In any event, this presence is a purifying one, like a gentle fire burning steadily. It beckons the soul to look long and honestly at its movements and its motives. I realize there is much work to do (or is it more accurate to say to undergo?) at that level.
But this fire also seems to contain a surcharge of compassion for suffering humanity. It is a communicable flame. It beckons, insists, renews and energizes. Where will it lead? And to whom?
Catherine Doherty always insisted that any prayer taking us deeper into God would inevitably lead us to a proportionally greater commitment to suffering humanity, since the Son of God emptied himself to become man for our salvation.
Every “lifting up” into the Blessed Trinity soon leads once again to the kenosis (self-emptying) of the Eternal Son out of love for someone or other, as if God cannot contain himself in glory without extending a solicitous hand in our direction. This adds a whole new meaning to resting in the palm of His hands!
Nature is all around me here, nature in a more or less pristine state: tall, straight-growing pine trees predominate on this island. The Madawaska River is just meters away. We have deer, rabbits, squirrels, chipmunks, fox, the occasional fisher and other predators. No doubt I will write about this in future articles.

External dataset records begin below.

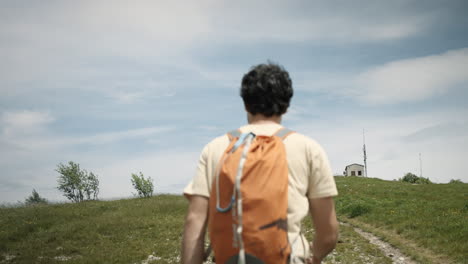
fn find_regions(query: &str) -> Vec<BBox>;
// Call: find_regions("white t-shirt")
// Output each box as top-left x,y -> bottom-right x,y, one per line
184,123 -> 338,257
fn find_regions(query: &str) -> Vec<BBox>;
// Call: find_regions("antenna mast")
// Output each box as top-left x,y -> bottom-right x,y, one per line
362,129 -> 367,177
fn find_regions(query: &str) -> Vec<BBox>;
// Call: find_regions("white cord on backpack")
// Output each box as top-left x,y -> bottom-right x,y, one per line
235,133 -> 255,264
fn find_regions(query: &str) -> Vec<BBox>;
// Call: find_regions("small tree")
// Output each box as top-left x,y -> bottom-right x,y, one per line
24,189 -> 47,205
400,172 -> 419,183
131,172 -> 154,197
56,161 -> 99,203
399,172 -> 432,184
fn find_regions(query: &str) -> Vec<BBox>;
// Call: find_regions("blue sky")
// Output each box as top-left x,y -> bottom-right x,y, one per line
0,0 -> 468,202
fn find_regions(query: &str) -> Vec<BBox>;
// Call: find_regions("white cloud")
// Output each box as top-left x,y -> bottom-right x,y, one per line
1,110 -> 55,137
294,110 -> 468,182
354,48 -> 468,104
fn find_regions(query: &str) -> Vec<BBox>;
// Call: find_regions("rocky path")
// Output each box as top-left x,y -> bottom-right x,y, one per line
340,223 -> 417,264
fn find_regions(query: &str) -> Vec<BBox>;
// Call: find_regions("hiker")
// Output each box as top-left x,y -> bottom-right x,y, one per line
182,63 -> 338,264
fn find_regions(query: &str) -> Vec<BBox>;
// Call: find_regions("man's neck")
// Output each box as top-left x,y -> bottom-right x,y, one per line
247,113 -> 281,125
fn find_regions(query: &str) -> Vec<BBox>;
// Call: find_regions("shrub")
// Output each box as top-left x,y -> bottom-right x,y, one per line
131,172 -> 154,197
449,179 -> 463,184
24,189 -> 47,205
56,161 -> 99,203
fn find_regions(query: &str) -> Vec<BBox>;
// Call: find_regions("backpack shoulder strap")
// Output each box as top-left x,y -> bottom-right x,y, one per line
273,127 -> 294,140
227,129 -> 242,141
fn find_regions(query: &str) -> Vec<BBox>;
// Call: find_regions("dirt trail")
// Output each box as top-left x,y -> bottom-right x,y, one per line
340,222 -> 417,264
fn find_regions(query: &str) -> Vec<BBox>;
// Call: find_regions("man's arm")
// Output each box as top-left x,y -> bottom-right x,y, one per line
181,195 -> 208,264
308,197 -> 338,264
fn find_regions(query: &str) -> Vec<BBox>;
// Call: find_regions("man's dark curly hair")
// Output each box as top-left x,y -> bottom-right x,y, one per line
240,62 -> 293,117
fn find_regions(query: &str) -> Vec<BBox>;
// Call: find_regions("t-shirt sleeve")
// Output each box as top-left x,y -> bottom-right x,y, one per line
184,145 -> 210,197
307,143 -> 338,199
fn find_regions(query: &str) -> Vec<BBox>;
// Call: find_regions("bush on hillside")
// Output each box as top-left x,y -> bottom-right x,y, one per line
24,189 -> 47,205
131,172 -> 154,197
56,161 -> 99,203
399,172 -> 432,184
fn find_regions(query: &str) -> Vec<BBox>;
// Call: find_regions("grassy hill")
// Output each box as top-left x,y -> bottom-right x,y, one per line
335,177 -> 468,263
0,177 -> 468,263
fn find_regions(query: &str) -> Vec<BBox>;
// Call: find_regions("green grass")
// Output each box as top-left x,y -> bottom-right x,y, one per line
0,195 -> 187,263
335,177 -> 468,263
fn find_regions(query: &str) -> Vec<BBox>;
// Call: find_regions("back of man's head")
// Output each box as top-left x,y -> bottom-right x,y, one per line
240,63 -> 293,117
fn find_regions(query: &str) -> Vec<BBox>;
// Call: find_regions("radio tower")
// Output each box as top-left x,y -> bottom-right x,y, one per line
362,129 -> 367,177
419,153 -> 422,178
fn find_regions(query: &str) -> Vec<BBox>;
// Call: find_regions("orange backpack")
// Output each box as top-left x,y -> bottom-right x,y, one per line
208,128 -> 292,264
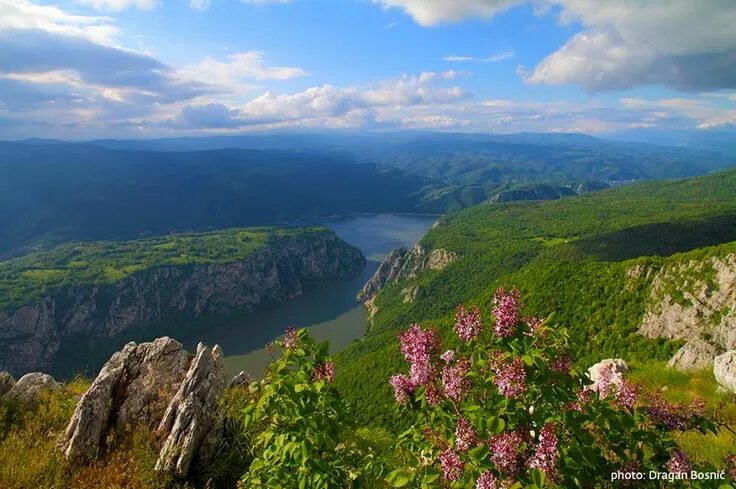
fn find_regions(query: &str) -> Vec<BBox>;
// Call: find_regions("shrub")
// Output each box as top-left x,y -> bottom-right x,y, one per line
241,329 -> 382,489
387,289 -> 716,489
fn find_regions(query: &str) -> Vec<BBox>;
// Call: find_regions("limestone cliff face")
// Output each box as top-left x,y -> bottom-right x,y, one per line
356,244 -> 457,304
639,254 -> 736,370
0,232 -> 365,374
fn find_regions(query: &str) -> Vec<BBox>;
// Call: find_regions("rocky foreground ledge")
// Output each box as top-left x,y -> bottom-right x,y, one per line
0,337 -> 248,479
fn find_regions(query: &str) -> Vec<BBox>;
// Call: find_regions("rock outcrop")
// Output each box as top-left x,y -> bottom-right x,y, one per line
588,358 -> 629,386
156,343 -> 225,478
713,350 -> 736,394
0,372 -> 15,397
2,372 -> 63,404
356,244 -> 457,302
60,337 -> 191,462
639,254 -> 736,369
0,231 -> 365,375
59,337 -> 225,478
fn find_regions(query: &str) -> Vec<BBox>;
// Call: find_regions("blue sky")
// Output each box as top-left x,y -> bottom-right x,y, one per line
0,0 -> 736,139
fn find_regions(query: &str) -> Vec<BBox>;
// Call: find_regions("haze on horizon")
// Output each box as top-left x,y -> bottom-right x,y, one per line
0,0 -> 736,139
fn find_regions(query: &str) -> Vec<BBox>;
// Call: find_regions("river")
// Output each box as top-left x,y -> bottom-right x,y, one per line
180,214 -> 435,377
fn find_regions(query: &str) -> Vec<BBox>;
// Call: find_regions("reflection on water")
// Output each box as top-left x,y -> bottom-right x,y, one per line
180,215 -> 434,376
49,214 -> 434,379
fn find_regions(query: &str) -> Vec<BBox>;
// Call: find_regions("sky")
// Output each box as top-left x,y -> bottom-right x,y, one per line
0,0 -> 736,139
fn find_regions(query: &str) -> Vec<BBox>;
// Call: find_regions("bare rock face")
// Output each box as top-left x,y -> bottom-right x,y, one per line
60,337 -> 190,462
156,343 -> 225,478
356,244 -> 457,302
713,350 -> 736,394
588,358 -> 629,386
639,254 -> 736,366
667,338 -> 718,371
2,372 -> 63,404
0,231 -> 365,376
0,372 -> 15,397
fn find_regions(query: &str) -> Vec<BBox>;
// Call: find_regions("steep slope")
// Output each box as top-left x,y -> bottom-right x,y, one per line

But true Christian contemplation, while loving creation and seeing divine beauty in it, never stops at what nature has to offer us in itself.

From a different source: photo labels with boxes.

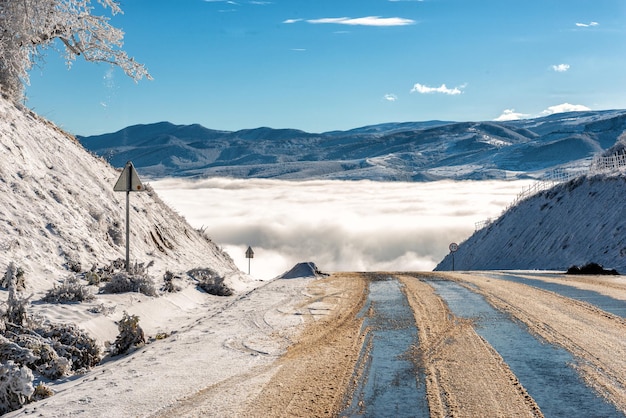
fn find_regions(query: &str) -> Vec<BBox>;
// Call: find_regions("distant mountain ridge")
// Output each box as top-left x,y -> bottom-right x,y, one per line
78,110 -> 626,181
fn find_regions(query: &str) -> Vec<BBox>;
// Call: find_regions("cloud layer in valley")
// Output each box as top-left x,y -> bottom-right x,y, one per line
151,178 -> 529,279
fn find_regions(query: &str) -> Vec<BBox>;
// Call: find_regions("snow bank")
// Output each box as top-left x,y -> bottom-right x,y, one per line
435,173 -> 626,272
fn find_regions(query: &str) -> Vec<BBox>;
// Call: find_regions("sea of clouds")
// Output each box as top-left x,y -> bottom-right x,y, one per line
150,178 -> 531,280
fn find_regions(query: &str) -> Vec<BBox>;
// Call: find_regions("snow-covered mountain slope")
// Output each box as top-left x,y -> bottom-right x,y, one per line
78,110 -> 626,181
435,173 -> 626,273
0,95 -> 249,291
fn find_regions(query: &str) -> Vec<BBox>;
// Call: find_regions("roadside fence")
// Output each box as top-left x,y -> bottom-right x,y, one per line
474,150 -> 626,231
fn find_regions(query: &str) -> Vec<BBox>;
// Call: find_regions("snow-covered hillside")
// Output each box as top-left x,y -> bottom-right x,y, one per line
0,99 -> 245,290
435,172 -> 626,273
0,99 -> 322,417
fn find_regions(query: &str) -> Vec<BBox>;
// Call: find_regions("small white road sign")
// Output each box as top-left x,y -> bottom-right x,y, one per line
113,161 -> 146,192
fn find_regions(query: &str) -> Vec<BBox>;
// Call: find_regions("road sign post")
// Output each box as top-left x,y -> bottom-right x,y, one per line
448,242 -> 459,271
113,161 -> 146,272
246,246 -> 254,274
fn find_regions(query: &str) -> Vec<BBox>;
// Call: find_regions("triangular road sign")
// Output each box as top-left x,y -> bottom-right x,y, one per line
113,161 -> 146,192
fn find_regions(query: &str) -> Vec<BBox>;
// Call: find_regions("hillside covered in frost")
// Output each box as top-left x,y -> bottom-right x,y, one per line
0,99 -> 245,288
435,172 -> 626,273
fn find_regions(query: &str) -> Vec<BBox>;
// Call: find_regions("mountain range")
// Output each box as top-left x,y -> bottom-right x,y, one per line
77,110 -> 626,181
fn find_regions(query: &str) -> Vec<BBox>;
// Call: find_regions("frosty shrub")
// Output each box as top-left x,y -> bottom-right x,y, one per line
107,223 -> 125,246
35,324 -> 102,373
0,335 -> 39,368
1,262 -> 26,290
187,268 -> 233,296
2,286 -> 30,329
31,383 -> 54,401
109,312 -> 146,356
87,303 -> 115,315
0,360 -> 35,414
100,272 -> 158,296
43,277 -> 94,303
161,270 -> 181,293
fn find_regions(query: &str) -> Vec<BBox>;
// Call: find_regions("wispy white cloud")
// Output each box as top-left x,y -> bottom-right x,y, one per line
494,109 -> 530,122
576,22 -> 600,28
552,64 -> 570,73
541,103 -> 591,116
307,16 -> 415,26
411,83 -> 465,96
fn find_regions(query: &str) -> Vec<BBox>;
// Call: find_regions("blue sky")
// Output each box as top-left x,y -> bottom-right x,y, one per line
26,0 -> 626,135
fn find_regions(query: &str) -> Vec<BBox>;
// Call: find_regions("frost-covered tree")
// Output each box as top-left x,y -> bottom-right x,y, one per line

Always we are seeking the face of the Beloved, manifesting himself in discreet but real ways through all things, since all of creation has become his garment, his sacrament since the Incarnation. And his “sign” is always new yet always the same: Love poured out from the Cross.

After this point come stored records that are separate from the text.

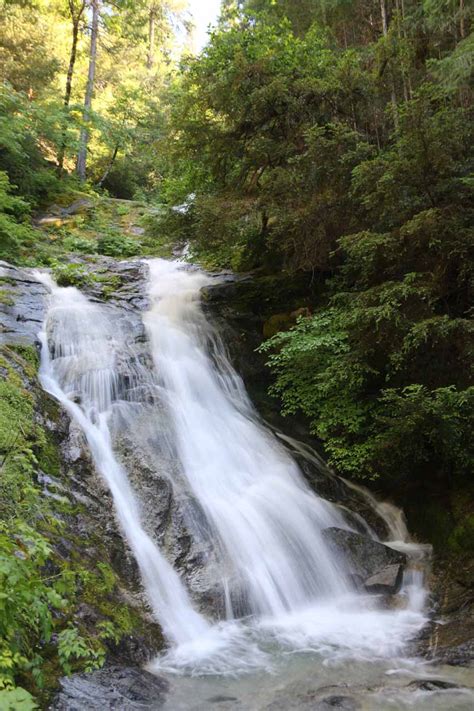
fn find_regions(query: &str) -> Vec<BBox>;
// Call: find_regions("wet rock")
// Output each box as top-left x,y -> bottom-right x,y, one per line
364,564 -> 403,595
0,262 -> 48,345
412,556 -> 474,666
313,696 -> 361,711
408,679 -> 461,691
323,527 -> 407,592
50,666 -> 168,711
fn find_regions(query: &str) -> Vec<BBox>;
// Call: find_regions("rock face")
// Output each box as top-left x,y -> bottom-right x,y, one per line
0,257 -> 225,616
413,556 -> 474,666
0,262 -> 48,346
323,528 -> 407,595
364,564 -> 403,595
50,666 -> 168,711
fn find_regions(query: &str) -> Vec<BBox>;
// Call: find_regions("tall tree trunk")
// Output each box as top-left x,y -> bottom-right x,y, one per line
58,0 -> 86,177
459,0 -> 466,39
146,3 -> 156,69
97,143 -> 120,188
76,0 -> 99,181
380,0 -> 398,131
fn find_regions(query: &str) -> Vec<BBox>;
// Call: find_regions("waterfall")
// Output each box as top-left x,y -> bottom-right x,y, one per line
35,277 -> 209,644
38,259 -> 425,673
145,260 -> 348,617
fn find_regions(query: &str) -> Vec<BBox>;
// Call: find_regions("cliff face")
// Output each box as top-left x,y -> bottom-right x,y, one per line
0,259 -> 474,708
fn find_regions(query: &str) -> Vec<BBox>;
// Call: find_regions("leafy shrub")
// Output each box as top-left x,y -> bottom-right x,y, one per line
63,235 -> 96,254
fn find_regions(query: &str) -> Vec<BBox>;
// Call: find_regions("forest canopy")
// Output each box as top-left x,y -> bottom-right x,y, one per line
0,0 -> 474,544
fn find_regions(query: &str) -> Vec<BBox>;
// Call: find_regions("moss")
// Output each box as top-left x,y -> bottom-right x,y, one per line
0,289 -> 15,306
449,514 -> 474,553
36,430 -> 61,477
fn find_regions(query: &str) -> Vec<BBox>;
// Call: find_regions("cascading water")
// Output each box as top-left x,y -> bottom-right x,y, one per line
34,275 -> 208,644
40,260 -> 425,674
145,261 -> 348,617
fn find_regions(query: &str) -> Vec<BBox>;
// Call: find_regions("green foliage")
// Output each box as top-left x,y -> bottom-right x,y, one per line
58,626 -> 105,674
51,261 -> 94,288
0,171 -> 33,261
0,346 -> 154,709
97,231 -> 140,257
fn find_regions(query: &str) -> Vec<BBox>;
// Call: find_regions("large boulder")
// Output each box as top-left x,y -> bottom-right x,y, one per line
50,666 -> 168,711
323,527 -> 407,595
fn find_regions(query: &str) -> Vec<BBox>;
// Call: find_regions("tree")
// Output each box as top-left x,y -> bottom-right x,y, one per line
76,0 -> 100,181
58,0 -> 86,176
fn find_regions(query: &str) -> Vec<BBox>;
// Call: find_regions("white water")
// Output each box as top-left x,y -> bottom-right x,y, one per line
36,260 -> 425,674
34,275 -> 209,644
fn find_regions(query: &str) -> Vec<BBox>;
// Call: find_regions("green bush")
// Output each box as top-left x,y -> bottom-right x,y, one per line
97,232 -> 140,257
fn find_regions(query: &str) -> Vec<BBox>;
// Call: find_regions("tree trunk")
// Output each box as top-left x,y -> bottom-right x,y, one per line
146,5 -> 156,69
58,0 -> 86,177
97,144 -> 120,188
76,0 -> 99,181
380,0 -> 398,132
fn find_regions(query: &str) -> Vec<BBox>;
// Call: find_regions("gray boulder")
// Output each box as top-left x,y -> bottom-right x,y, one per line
50,666 -> 168,711
364,563 -> 403,595
323,527 -> 407,595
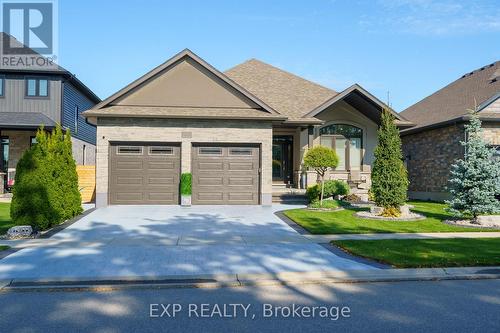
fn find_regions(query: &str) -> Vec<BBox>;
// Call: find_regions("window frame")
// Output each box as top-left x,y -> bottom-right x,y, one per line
24,76 -> 50,99
319,123 -> 365,171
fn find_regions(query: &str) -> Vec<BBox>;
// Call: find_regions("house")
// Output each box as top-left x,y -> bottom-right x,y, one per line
84,50 -> 412,207
0,32 -> 100,190
401,61 -> 500,200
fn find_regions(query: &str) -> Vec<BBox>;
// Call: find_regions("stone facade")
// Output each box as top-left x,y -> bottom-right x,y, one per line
402,124 -> 465,200
96,118 -> 272,207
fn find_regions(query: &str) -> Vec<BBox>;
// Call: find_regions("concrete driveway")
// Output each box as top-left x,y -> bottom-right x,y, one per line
0,205 -> 376,279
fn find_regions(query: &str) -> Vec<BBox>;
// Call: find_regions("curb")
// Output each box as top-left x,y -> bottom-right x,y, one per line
0,266 -> 500,292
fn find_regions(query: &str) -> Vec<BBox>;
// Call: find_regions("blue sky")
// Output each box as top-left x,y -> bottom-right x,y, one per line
59,0 -> 500,111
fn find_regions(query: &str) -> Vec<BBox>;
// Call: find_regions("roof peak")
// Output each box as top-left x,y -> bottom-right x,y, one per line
229,58 -> 338,94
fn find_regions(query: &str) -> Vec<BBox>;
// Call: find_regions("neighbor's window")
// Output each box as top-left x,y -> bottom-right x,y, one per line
26,77 -> 49,97
319,124 -> 363,170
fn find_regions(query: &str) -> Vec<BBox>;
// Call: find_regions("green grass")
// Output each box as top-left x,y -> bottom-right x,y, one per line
0,202 -> 14,235
332,238 -> 500,268
284,201 -> 492,234
309,200 -> 340,209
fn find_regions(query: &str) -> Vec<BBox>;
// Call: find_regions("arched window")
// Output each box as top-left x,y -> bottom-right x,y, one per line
319,124 -> 363,170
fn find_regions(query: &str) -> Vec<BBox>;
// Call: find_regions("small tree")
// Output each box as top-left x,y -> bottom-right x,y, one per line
446,110 -> 500,221
370,108 -> 409,215
304,146 -> 339,206
11,126 -> 82,230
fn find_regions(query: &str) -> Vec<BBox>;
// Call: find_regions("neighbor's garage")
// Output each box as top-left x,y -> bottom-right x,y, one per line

A little while ago a giant full moon rose over our landscape here, perfect in shape, its radiance lighting up the night. It seemed to sing of a greater light yet (the sun’s, of course), like the soul that is newly lit with the discovery of God’s infinite love.
Even a pale reflection of this love is enough to light up the whole night. What light shall there be when the Risen Christ comes in glory to claim dominion over the whole cosmos?!
In times such as these, it is good to remember such things. Yes, I thank God for this opportunity to follow him to the desert, where he can speak to me anew in silence and in speech.